Ahh, Texarkana. They say it is “twice as nice” but it is not “twice as many interstates nice” because I-49 is not here yet. Regardless of your maps, the freeway stretching south of Texarkana is signed only as AR 549. No “Future I-49” signs here, no sir. Here it is, plus some AR 245 goodness.
What the signs don’t tell you is that the northbound choice puts you on an expressway while south puts you on a (northbound!) freeway.
These photos are from a few months ago, but no construction was evident at the southern end whatsoever. This southernmost stretch of the freeway opened in late 2005.
The 29 mile stretch of freeway is fairly dull. It’s by no means boring but the sprawl of gas stations and Cracker Barrels has not made it out here yet. That and the brand newness of the road, and complete absence of traffic makes it seem a little bit off in some way.
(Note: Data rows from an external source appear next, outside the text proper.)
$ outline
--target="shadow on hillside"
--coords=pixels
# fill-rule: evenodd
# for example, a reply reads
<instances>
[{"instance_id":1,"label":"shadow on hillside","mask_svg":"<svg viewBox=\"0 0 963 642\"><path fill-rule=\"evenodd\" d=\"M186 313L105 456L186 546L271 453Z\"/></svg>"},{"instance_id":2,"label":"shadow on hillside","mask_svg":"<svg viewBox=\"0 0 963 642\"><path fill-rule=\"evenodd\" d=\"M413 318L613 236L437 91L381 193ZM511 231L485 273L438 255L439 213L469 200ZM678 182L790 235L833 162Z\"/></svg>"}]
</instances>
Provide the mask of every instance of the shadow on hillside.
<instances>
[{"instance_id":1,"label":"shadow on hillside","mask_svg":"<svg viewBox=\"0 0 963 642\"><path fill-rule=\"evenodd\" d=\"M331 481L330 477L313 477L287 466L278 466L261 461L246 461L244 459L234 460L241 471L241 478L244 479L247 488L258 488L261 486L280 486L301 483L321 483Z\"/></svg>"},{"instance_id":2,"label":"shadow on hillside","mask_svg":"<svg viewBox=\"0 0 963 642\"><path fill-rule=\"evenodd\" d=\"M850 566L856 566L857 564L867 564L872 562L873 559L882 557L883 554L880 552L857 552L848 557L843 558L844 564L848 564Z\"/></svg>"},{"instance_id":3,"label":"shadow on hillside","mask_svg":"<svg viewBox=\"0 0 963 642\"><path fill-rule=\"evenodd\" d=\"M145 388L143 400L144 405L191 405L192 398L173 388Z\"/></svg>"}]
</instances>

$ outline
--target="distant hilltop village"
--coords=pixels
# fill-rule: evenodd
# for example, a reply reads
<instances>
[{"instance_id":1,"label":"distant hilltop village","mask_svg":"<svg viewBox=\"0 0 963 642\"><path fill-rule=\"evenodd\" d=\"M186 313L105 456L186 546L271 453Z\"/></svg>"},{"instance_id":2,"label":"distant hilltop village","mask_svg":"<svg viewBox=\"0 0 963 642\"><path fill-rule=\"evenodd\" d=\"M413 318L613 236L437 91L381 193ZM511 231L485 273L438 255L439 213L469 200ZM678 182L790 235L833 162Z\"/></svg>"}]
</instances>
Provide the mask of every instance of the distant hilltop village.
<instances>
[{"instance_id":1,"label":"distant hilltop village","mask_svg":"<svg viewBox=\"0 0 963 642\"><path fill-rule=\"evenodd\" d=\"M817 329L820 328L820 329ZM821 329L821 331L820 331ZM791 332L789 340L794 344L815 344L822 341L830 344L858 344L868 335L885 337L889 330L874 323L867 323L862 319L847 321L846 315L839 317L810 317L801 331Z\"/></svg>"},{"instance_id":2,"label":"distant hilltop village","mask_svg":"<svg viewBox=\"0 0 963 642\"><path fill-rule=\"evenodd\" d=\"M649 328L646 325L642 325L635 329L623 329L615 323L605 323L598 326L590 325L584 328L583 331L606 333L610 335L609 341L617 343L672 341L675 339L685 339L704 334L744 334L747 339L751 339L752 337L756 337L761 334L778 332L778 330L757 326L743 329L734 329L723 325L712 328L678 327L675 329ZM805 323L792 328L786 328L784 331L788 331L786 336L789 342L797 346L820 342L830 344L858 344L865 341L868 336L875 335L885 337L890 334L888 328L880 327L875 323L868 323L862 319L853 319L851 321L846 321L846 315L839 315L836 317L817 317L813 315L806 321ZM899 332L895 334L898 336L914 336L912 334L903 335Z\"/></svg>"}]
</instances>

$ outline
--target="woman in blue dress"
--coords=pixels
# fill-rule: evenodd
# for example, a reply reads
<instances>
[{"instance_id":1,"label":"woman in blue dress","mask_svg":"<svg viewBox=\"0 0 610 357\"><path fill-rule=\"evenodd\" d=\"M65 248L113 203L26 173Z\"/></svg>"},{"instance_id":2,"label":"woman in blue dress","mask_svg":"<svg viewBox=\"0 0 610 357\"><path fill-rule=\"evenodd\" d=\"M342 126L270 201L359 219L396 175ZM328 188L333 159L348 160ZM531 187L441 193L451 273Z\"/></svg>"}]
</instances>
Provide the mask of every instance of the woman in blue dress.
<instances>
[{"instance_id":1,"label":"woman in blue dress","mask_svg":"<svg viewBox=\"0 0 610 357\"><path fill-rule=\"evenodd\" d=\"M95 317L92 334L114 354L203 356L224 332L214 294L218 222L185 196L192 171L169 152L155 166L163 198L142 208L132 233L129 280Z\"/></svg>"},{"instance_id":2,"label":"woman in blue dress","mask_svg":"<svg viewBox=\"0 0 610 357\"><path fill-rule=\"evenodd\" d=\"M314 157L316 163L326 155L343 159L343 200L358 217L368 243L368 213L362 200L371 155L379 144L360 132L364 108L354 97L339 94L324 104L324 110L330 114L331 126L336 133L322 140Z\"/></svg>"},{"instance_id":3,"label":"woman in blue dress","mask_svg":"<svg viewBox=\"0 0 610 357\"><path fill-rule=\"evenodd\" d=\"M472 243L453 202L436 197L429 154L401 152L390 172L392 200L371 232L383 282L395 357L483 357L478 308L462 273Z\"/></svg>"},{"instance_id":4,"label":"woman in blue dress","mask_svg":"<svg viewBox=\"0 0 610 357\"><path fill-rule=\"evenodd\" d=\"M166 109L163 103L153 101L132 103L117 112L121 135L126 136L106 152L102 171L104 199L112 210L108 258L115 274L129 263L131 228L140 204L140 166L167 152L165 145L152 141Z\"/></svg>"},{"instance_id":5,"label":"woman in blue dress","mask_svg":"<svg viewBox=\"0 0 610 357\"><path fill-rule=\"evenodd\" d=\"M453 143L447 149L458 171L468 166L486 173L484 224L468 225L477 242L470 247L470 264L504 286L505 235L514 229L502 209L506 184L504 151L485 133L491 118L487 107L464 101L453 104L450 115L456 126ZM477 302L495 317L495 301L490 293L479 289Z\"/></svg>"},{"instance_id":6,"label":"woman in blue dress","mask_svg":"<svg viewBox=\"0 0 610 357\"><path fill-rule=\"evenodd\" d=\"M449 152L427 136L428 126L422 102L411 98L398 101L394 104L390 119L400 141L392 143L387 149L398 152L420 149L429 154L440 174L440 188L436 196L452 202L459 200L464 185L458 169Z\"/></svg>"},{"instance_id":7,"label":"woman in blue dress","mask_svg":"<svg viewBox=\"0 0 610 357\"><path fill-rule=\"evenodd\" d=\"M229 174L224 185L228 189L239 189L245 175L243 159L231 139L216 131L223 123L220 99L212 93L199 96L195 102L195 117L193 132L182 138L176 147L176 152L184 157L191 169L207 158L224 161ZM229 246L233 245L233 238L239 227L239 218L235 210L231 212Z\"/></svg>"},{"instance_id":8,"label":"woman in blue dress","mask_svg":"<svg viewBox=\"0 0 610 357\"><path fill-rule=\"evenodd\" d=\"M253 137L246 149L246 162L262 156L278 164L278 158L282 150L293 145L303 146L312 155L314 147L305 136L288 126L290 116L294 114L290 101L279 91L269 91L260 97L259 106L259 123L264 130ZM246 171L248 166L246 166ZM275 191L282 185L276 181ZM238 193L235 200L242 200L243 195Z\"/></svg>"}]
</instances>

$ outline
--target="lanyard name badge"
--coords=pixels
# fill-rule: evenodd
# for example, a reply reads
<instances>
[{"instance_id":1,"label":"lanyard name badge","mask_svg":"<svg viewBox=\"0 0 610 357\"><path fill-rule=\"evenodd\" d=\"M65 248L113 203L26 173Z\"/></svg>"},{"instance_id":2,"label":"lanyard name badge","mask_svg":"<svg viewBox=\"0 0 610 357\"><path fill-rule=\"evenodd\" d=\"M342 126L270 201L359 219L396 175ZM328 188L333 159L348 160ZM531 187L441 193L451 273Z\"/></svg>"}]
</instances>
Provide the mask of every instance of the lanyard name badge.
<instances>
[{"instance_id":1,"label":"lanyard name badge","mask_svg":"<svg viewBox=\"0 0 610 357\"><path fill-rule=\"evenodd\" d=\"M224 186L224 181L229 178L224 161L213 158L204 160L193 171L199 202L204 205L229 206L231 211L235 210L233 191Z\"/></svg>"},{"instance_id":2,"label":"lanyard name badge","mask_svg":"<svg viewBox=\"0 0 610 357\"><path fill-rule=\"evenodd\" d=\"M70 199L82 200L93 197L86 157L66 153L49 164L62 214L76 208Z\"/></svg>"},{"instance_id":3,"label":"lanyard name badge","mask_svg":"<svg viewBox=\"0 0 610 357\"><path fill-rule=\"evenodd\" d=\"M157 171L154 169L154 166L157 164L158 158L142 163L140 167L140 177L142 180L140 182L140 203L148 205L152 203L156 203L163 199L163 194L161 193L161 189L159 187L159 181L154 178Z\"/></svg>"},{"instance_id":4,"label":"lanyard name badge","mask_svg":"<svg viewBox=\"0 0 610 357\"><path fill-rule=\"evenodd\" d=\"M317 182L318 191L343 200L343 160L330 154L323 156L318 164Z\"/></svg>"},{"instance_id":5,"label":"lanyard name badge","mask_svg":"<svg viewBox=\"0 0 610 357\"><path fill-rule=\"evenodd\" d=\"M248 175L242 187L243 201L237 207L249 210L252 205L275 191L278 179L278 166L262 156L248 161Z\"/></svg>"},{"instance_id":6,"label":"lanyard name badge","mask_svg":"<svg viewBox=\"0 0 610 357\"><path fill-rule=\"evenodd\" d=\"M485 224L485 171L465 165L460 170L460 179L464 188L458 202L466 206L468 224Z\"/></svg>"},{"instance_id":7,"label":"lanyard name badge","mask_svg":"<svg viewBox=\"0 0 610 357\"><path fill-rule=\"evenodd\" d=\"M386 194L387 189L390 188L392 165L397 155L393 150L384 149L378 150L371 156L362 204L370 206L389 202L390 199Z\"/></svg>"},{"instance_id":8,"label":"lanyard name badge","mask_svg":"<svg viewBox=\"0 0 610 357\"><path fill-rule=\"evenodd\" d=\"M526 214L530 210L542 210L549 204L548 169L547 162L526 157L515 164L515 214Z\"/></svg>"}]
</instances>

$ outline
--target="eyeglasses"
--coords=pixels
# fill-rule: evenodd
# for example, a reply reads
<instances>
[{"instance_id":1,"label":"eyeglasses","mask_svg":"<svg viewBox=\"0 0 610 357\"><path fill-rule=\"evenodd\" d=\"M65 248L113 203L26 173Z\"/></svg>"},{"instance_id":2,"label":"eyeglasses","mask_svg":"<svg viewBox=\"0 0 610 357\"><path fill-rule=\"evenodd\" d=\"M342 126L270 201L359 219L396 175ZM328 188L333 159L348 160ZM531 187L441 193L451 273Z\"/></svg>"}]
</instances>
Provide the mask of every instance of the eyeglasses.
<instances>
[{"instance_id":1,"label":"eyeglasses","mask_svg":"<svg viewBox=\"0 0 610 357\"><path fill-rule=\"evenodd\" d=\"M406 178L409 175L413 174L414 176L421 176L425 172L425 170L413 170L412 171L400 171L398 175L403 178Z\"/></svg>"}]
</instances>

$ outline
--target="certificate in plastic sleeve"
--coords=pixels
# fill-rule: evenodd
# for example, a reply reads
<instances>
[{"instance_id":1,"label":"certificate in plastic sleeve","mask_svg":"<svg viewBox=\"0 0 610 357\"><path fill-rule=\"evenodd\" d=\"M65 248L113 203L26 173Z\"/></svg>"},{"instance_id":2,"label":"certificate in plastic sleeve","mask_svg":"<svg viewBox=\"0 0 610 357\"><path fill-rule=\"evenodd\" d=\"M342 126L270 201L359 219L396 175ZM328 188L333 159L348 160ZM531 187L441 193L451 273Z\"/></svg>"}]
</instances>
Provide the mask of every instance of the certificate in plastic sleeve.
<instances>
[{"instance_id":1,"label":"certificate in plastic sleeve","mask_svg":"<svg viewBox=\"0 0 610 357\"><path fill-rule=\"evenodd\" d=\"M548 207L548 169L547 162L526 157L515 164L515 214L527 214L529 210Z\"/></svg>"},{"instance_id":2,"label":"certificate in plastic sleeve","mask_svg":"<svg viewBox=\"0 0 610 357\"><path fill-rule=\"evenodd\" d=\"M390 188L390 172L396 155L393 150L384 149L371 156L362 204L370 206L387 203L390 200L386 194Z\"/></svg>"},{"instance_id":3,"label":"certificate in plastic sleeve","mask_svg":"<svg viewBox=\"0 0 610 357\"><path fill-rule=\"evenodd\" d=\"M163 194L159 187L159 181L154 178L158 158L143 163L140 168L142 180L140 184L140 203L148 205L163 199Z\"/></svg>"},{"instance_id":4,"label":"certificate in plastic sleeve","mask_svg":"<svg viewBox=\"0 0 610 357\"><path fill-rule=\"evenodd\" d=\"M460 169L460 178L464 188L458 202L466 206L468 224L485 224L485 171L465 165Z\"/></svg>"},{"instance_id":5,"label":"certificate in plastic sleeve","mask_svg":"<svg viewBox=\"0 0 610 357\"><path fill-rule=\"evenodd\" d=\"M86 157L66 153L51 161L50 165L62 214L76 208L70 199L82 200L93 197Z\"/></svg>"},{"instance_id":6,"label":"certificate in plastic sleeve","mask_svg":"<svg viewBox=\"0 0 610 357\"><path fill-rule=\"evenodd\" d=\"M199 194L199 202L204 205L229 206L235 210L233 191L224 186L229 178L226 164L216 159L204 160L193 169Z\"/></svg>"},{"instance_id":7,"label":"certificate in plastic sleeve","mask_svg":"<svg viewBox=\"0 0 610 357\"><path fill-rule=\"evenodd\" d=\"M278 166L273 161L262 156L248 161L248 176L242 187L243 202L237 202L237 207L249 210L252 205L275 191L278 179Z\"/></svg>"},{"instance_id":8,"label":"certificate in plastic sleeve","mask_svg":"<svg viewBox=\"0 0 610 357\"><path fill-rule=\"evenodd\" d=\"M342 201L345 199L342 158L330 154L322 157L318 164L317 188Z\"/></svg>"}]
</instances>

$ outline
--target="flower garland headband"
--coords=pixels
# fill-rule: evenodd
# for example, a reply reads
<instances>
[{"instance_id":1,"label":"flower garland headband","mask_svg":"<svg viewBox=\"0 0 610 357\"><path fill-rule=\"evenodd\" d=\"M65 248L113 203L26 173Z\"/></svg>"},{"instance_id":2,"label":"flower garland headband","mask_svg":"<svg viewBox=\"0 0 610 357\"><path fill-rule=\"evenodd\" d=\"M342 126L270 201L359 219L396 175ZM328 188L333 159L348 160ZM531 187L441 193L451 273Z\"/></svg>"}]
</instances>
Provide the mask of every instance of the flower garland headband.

I suppose it is “what a rural American freeway ought to be” rather than “what a rural American freeway is”.
I’m not sure if this is the future route of I-49 or not, or if it’s going to go around to the east. There are absolutely no Future I-49 signs anywhere in Texarkana. At least, not on any of the major roads or freeways.
US 59 is a freeway on the west side of Texarkana and is the oldest freeway in town besides IH 30. In 2001 and 2003, this freeway had signs up proclaiming it at future I-69 – those signs are all gone these days. Texarkana is well poised on the future interstate highway system with I-49, I-69, and I-130 all possible designations for the area’s freeways. Still, there is just the one, IH 30.
Arkansas has been routinely voted as having the worst interstates in the nation, or is usually in the lower 5. In the mid 90s Arkansas recognized the need to fix their interstate highways, which need about $1 billion in work. A bond issue was sent to voters and soundly defeated. In 1999 the state government came up with a solution of new bonds backed with state highway money, and gas tax increases phased in over several years – and the voters approved it. The state can rehabilitate over 100 miles of interstates a year, and will have most of them fixed by 2008. Texas would have just slapped tollbooths on them. Anyway, I brought this up because often at the Arkansas state line on an interstate the orange cones begin.
The other road thing of interest in the area is State Line Avenue. US 71 is carried on old slab concrete and asphalt right down the state line.